You may have noticed that Bozo Tax Tip #1 appeared last week. Never fear, there’s another #1 Bozo Tax Tip that will appear on Friday. Now on with the countdown:

Today is April 11th. The tax deadline is just seven days away.

What happens if you wake up and it’s April 18, 2016, and you can’t file your tax? File an extension. Download Form 4868, make an estimate of what you owe, pay that, and mail the voucher and check to the address noted for your state. Use certified mail, return receipt, of course. And don’t forget your state income tax. Some states have automatic extensions (California does), some don’t (Pennsylvania is one of those), while others have deadlines that don’t match the federal tax deadline (Hawaii state taxes are due on April 20th, for example). Automatic extensions are of time to file, not pay, so download and mail off a payment to your state, too. If you mail your extension, make sure you mail it certified mail, return receipt requested. (You can do that from most Automated Postal Centers, too.)

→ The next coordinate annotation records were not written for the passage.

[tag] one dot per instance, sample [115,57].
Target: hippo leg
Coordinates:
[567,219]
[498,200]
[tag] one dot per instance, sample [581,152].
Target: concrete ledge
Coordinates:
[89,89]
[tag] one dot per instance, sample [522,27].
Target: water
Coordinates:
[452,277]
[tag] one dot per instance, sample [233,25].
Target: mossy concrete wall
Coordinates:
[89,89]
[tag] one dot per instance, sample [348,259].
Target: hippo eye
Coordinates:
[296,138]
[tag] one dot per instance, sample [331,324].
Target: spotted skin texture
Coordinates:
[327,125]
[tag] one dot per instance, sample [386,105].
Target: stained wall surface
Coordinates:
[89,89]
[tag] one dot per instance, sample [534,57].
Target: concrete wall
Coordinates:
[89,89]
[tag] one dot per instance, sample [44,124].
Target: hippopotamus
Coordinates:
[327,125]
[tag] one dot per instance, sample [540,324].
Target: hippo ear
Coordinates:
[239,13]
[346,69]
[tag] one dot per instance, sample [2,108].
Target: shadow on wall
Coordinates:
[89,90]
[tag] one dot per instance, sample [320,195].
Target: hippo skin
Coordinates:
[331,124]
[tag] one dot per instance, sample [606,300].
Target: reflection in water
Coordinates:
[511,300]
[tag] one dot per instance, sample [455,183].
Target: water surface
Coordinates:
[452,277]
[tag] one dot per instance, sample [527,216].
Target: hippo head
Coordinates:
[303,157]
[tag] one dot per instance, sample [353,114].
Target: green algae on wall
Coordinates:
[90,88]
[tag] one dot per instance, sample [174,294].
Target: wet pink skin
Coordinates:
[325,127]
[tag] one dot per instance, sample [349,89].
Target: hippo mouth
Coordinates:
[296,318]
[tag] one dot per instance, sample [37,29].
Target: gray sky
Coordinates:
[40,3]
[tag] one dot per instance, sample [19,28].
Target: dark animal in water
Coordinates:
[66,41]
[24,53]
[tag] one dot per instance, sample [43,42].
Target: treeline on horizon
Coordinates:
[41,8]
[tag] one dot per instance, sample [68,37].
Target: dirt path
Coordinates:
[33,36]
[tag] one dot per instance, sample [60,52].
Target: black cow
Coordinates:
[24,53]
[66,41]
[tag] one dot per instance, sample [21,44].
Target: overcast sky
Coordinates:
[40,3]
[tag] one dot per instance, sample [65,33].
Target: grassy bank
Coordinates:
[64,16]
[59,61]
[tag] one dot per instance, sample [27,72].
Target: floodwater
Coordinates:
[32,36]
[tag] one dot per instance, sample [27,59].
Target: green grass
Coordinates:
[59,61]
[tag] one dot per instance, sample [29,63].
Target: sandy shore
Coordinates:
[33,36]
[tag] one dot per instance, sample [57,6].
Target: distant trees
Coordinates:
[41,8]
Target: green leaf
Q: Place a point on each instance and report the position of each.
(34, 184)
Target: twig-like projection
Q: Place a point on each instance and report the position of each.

By the way, I strongly suggest you electronically file the extension. The IRS will happily take your extension electronically; many (but not all) states will, too.

But what do you do if you wait until April 19th? (If you reside in Maine or Massachusetts, April 19th is your Tax Day this year.) Well, get your paperwork together so you can file as quickly as possible and avoid even more penalties. Penalties escalate, so unless you want 25% penalties, get everything ready and see your tax professional next week. He’ll have time for you, and you can leisurely complete your return and only pay one week of interest, one month of the Failure to Pay penalty (0.5% of the tax due), and one month of the Failure to File Penalty (5% of the tax due).

There is a silver lining in all of this. If you are owed a refund and haven’t filed, you will likely receive interest from the IRS. Yes, interest works both ways: The IRS must pay interest on late-filed returns owed refunds. Just one note about that: the interest is taxable.